Felix Mendelssohn Bartholdy

Concert Hall of the University of Music and Theatre

The old concert hall of the Royal Academy of Music, built in the Wilhelmian style from 1885 to 87, was destroyed in World War II. Here, the new hall, clad in timber both on the inside and the outside, now represents an architectural sound-sculpture. The old building has a generous opening as transition to the concert hall. This transition is light-flooded via glass joints on the sides and integrates the hall solidly with the university.

The new hall is covered in wood both on the inside and on the outside and is a contemporary sculpture of an architectural acoustic body. To the west a wood-faced building, supported on the ground floor by slender slabs, complements the concert hall to a building angle. This encompasses the hitherto unused courtyard and turns it into an open-air stage and a space in which to linger. The corridors to the artists’ dressing rooms and to the warm up and rehearsal rooms in the new west wing open up, as does the concert hall, to the courtyard via a glazed façade, turning it into the college’s social centre, while also lending the school a tangible identity.
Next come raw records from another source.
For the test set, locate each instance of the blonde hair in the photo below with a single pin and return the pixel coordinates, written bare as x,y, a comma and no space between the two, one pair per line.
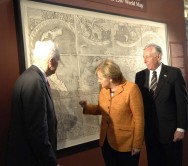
111,70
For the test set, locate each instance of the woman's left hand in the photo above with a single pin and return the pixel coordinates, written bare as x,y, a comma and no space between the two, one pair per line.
135,151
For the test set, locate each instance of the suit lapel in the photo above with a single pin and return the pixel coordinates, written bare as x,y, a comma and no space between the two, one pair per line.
43,79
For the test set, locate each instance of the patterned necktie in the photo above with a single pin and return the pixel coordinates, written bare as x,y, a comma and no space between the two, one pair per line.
153,84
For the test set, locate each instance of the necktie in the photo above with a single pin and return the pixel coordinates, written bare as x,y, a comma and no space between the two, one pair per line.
48,83
153,84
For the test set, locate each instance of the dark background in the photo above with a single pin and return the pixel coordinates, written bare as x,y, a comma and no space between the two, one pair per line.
167,11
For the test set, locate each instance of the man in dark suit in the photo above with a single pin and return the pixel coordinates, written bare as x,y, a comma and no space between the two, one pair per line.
165,109
32,140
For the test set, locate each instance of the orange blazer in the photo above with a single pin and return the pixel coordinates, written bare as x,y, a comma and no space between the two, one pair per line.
122,117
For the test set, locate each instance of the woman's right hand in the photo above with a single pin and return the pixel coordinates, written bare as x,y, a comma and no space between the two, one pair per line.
83,104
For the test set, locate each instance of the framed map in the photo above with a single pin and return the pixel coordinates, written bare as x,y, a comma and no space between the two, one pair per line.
84,38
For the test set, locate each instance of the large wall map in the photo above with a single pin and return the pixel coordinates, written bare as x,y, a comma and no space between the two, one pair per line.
85,38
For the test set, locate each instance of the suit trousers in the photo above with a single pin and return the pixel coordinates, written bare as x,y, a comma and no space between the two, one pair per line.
159,154
115,158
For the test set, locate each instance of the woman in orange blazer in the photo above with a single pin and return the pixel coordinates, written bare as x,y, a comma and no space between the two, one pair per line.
121,106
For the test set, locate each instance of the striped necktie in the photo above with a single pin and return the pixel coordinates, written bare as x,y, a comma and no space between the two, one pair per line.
153,84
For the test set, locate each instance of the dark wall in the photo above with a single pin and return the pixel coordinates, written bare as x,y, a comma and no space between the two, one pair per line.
168,11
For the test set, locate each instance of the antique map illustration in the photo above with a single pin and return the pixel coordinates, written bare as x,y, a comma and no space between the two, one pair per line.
84,39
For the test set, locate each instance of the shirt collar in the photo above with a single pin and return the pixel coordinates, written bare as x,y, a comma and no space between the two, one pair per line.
42,71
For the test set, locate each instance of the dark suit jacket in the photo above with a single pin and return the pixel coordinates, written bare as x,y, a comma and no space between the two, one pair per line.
32,139
167,110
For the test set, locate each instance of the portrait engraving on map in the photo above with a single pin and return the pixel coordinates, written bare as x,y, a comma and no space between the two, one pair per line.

The original building, with its foyers on the ground and upper floors, has a large opening to the concert hall, which is flooded with light from the lateral glazed interstices and which turns the concert hall into a distinct architectural element of the college. A glass-sided passage way becomes an integral part of the open spatial structure, commencing on the floor of entry, passing over stairs leading down and continuing along the concert hall to the stage.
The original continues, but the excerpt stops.